Beth Pauley · April 3, 2008 - 13:59 EST #1
I didn't know you guys could read my mind! I couldn't agree more with your observations re:
QuarkXPress 7 ... check
iTunes ... check
Microsoft Office ... check
Freehand ... check
Well said! Keep up the good work.
Jacques Daviault · April 6, 2008 - 14:19 EST #2
Stop being so mean to Illustrator... I've used both as well and honestly, comparisons aren't fair, they each have features the other could use. And, after all, Freeehand is dead, so long live the new Vector King.
Mark Tennent · April 6, 2008 - 15:09 EST #3
I'm not being mean.
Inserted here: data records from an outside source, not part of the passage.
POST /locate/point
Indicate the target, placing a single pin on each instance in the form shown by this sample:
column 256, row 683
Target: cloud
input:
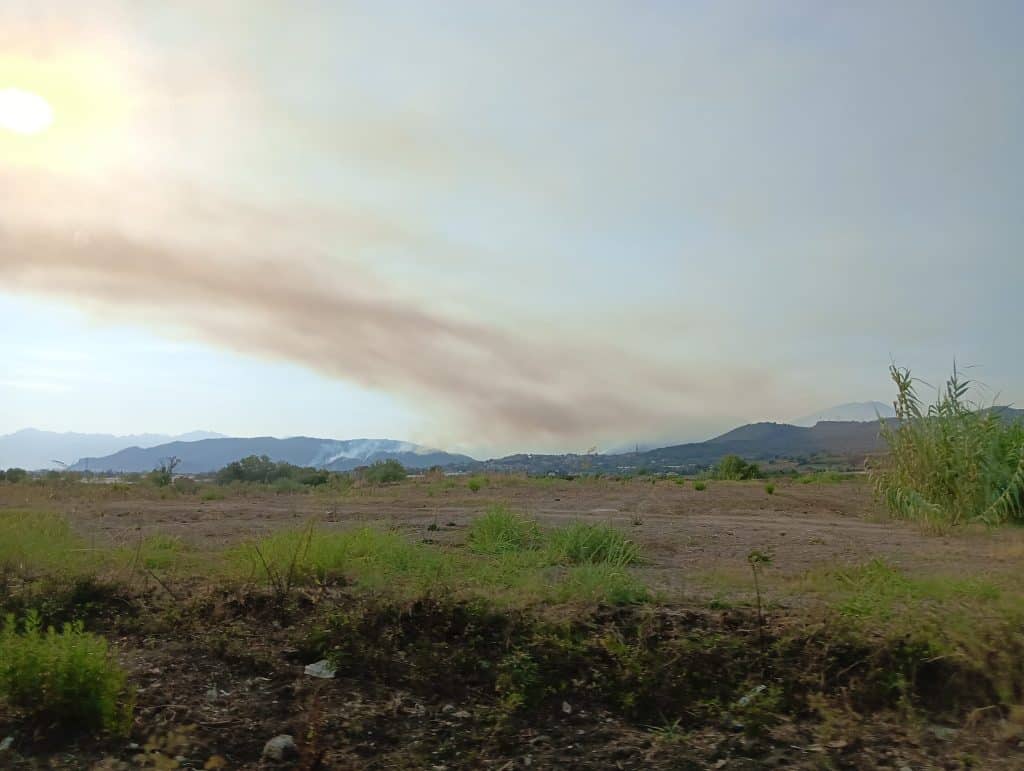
column 499, row 382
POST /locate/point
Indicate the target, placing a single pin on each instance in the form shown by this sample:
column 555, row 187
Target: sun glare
column 24, row 112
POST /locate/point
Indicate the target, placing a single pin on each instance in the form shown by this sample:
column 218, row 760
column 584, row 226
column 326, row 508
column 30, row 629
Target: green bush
column 735, row 468
column 954, row 462
column 384, row 472
column 582, row 543
column 36, row 541
column 501, row 530
column 65, row 678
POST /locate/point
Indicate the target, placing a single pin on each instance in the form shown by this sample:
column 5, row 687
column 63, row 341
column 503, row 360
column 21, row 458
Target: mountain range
column 32, row 448
column 855, row 411
column 210, row 455
column 836, row 441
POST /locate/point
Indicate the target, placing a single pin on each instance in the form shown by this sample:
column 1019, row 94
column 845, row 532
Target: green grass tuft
column 501, row 530
column 953, row 463
column 583, row 543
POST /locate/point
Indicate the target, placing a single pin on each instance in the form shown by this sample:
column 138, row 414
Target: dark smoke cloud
column 340, row 324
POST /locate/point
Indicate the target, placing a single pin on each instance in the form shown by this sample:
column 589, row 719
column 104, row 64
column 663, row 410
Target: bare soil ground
column 686, row 534
column 216, row 681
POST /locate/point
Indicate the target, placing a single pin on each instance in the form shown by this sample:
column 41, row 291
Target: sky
column 503, row 226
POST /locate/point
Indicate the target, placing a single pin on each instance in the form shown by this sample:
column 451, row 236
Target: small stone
column 280, row 747
column 942, row 733
column 321, row 669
Maybe it's a left-hand-right-hand thing but Illustrator remains, for many people, the most awkward way of making vector illustrations.

Thankfully, XPress and inDesign both have advanced bezier abilities, plus layers, transparency and export options that make Illustrator almost unnecessary. Add in better colour control, typography, tables and multi-pages and you arrive back at Freehand.
Lee Bennett (ATPM Staff) · April 6, 2008 - 16:42 EST #4
I agree, and I'll hang on to my last copy of Freehand for as long as it will continue to run on OS X.

For the love of Pete, why am I able to work with bezier shapes more easily in InDesign than in Illustrator? Shouldn't it be the other way around?